Dado que, siendo realista, no podía afrontar el poder militar de Castilla, claramente superior al nazarí, solo le quedaba el recurso, tradicionalmente utilizado, de llamar a sus hermanos de fe de allende. Pero a esas alturas del s. XV los meriníes de Fez habían perdido todo el poder que alcanzaron en el siglo anterior, mientras que de los hafsíes de Túnez solo podía esperar una ayuda limitada e insuficiente.

Por ello decidió recurrir directamente a uno de los más poderosos sultanes de Oriente en ese momento, el mameluco egipcio al Zahir Yaqmaq, al que le escribió una carta el 10-IX-1440. Así, el viernes 16-XII-1440 arribó la embajada nazarí a el Cairo y al segundo día de su llegada, el sábado 17 de septiembre, fue recibida por el sultán Yaqmaq, al que le presentó una carta de Muhammad IX en la que le solicitaba ayuda militar frente a los cristianos.

Pero el sultán mameluco rechazó la petición de un ejército por la lejanía de Granada y se limitó a enviar dinero y pertrechos.

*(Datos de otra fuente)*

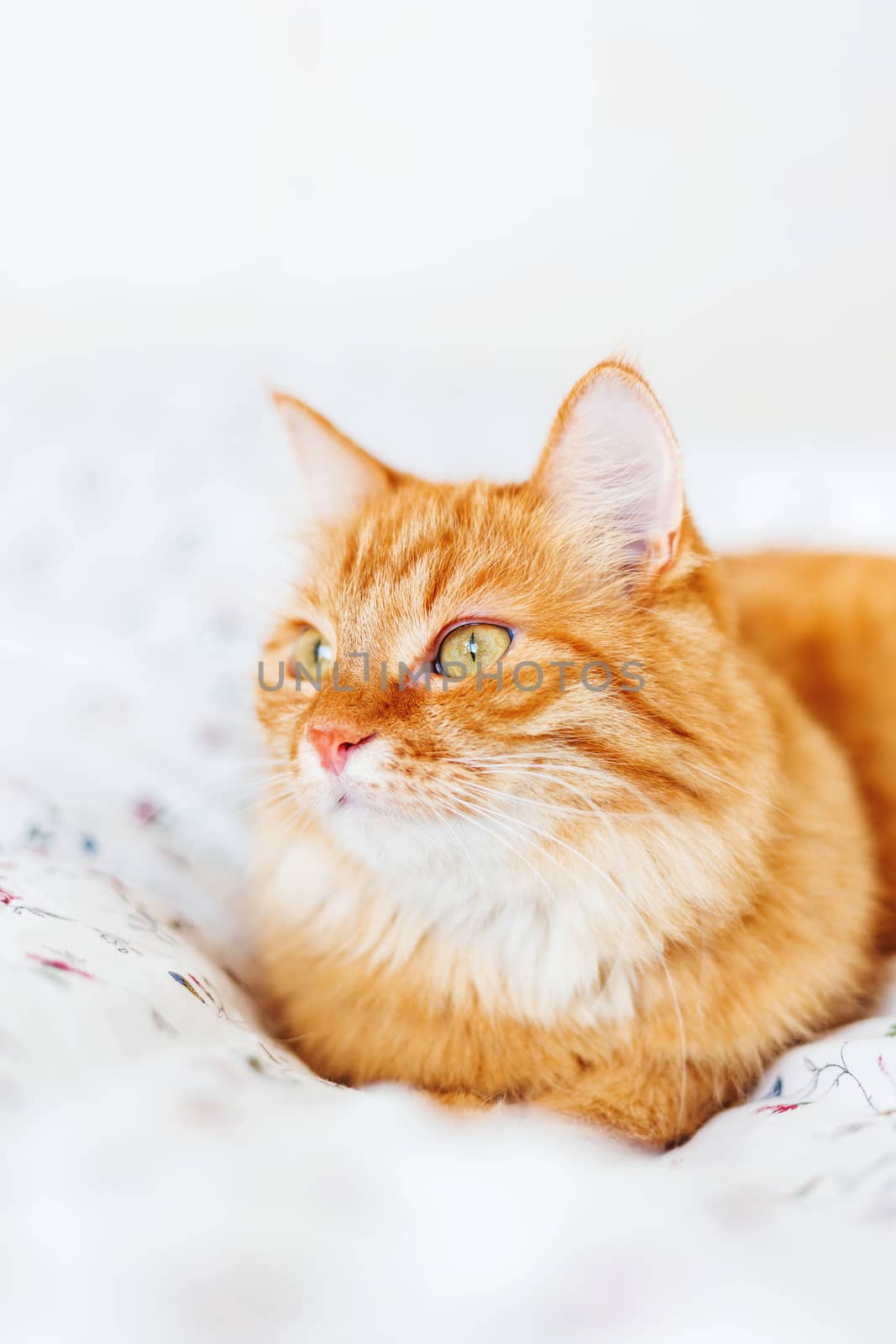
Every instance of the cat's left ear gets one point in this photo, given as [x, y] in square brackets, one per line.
[338, 476]
[611, 467]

Ante esto, al Aysar solo tenía el recurso de mantener las treguas el mayor tiempo posible. Para ello, antes de que finalizara la que estaba vigente el 16-IV-1442, Muhammad IX envió a Ibrahim b. Sa´id al Amin para las negociaciones de la prórroga. Sin embargo, estas negociaciones se prolongaron durante más de un año sin que se llegara a un acuerdo y llegaron a estancarse, como lo demuestra la carta que el 7-III-1443 Muhammad IX envió al rey castellano.

Durante este año, pues, parece ser que se mantuvo la paz de manera tácita y casi por inercia, o por las circunstancias interiores de ambos reinos, sin que se hubiera llegado a un acuerdo sobre un nuevo tratado o la prórroga del anterior. Finalmente, en marzo de 1443 Juan II aceptó en Escalona la renovación de las treguas por tres años, hasta el 15-IV-1446.

Por otro lado las relaciones con Aragón que el reino de Granada mantuvo entre 1438 y 1444 fueron coordinadas por el baile [antiguamente, en la Corona de Aragón, juez ordinario en ciertos pueblos de señorío] general de Valencia, que mantenía los contactos a través del infante Cojo, que residía en Almería y no con el sultán de la Alhambra. Este periodo de paz exterior no sirvió para mantener la estabilidad interna, como ya ocurriera en la década anterior, y diversas revueltas acabaron con un nuevo asalto violento al trono.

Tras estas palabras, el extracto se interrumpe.